How to get exact data which matches regular expression

  • November 7, 2023
  • 2 replies
  • 1570 views

In pdf ,

 

I want to Create hyperlink on all numbers with dot (.) (1. , 2. , etc..)

 

This number will be in the starting of paragraph which has destination with same number with #

 

Note destination number with # can be on different page 

 

+++++++

 

Below is the code..

 

// Iterate through all pages of the PDF

 

for (var pageNum = 0; pageNum < this.numPages; pageNum++) {

 

  var page = this.getPageNum(pageNum);

 

  var pageText = page.extractText();

 

  // Use a regular expression to find numbers with dots at the beginning of paragraphs

 

  var numberRegex = /^\d+\./gm;

 

  var match;

 

  while ((match = numberRegex.exec(pageText)) !== null) {

 

    // Extract the matched number with dot

 

    var numberWithDot = match[0];

 

   /////////// Hyperlink and hyperlink destination code will come here .....

 

  }

 

}

 

 

++++++

Error

 

this.getPageNum(pageNum) is not a function

 

tried alternative, 

 

this.getNthPage(pageNum)

 

this.getNthPage(pageNum) is not a function

 

How do I exactly get the content of the page and match it with regex.
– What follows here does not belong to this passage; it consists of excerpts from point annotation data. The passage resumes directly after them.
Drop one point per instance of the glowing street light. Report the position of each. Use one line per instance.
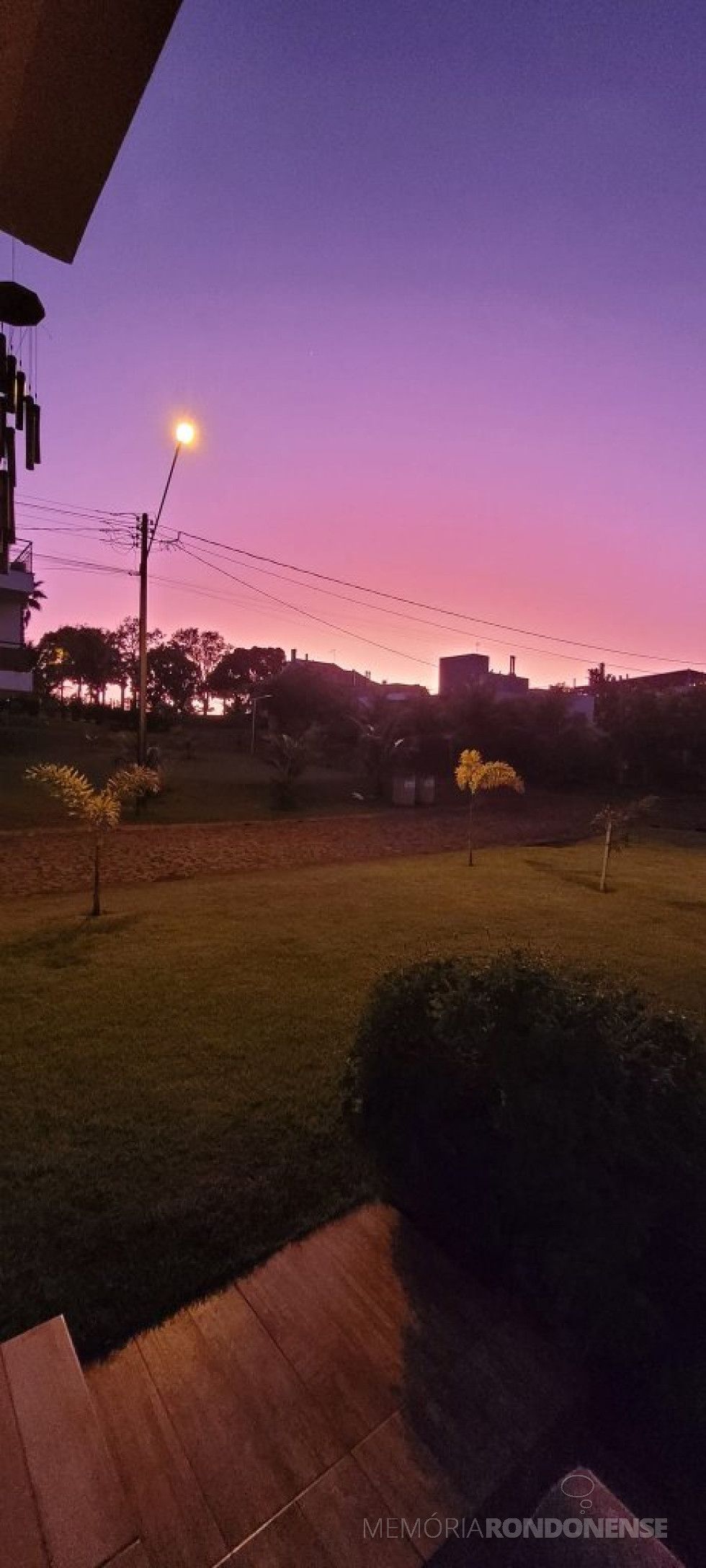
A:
(184, 437)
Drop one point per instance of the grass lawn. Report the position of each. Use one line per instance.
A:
(206, 777)
(171, 1073)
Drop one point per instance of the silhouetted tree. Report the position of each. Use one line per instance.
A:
(205, 649)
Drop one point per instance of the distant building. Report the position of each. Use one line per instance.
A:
(334, 674)
(666, 681)
(16, 587)
(473, 673)
(401, 690)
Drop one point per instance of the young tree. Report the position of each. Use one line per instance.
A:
(98, 808)
(615, 824)
(289, 756)
(475, 775)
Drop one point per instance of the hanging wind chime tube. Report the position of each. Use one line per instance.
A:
(19, 400)
(19, 408)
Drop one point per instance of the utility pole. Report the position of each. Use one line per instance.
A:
(184, 437)
(253, 705)
(143, 638)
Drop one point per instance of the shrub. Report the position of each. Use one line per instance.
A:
(551, 1128)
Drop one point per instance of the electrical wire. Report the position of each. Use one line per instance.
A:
(439, 626)
(310, 615)
(419, 604)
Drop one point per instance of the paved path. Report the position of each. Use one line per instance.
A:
(58, 860)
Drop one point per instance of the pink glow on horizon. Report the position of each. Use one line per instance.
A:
(486, 394)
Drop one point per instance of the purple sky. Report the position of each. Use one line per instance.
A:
(432, 281)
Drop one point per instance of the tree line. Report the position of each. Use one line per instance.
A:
(642, 739)
(186, 672)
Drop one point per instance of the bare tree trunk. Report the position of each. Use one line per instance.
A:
(96, 878)
(606, 857)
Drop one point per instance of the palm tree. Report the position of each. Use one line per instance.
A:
(35, 602)
(475, 775)
(99, 808)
Please help.

 

In the indesign script there is a doc.findGrep() function which makes life easier. How do I achieve this in PDF?

 

Thanks for the support.

 

This topic has been closed for replies.

2 replies

Hetal5C4CAuthor
Known Participant
November 7, 2023

Thanks @APK33396881raev .

 

As already mentioned in the post,

It throws me an error as below 

 

this.getPageNum(pageNum) is not a function

Also tried,

this.getNthPage(pageNum) is not a function

 

Is there any alternative to get exact content which matches regex from page..

 

I want content from whole file which matches regex, which I can loop through and not necessarily from page by page.

 

Please suggest.

Bernd Alheit
Community Expert
Community Expert
November 7, 2023

getPageNum and extractText doesn't exist in Acrobat Javascript.

Hetal5C4CAuthor
Known Participant
November 7, 2023

Thank you @Bernd Alheit 

 

Yes , while using it getting error 

this.getPageNum(pageNum) is not a function

 

Also tried,

 

this.getNthPage(pageNum) is not a function

 

Is there any alternative to get exact content which matches regex from page..

 

I want content from whole file which matches regex, which I can loop through and not necessarily from page by page.

 

Please suggest.

Bernd Alheit
Community Expert
Community Expert
November 7, 2023

You must create loops over all words in the file.

Read the documentation in the Acrobat Javascript Reference.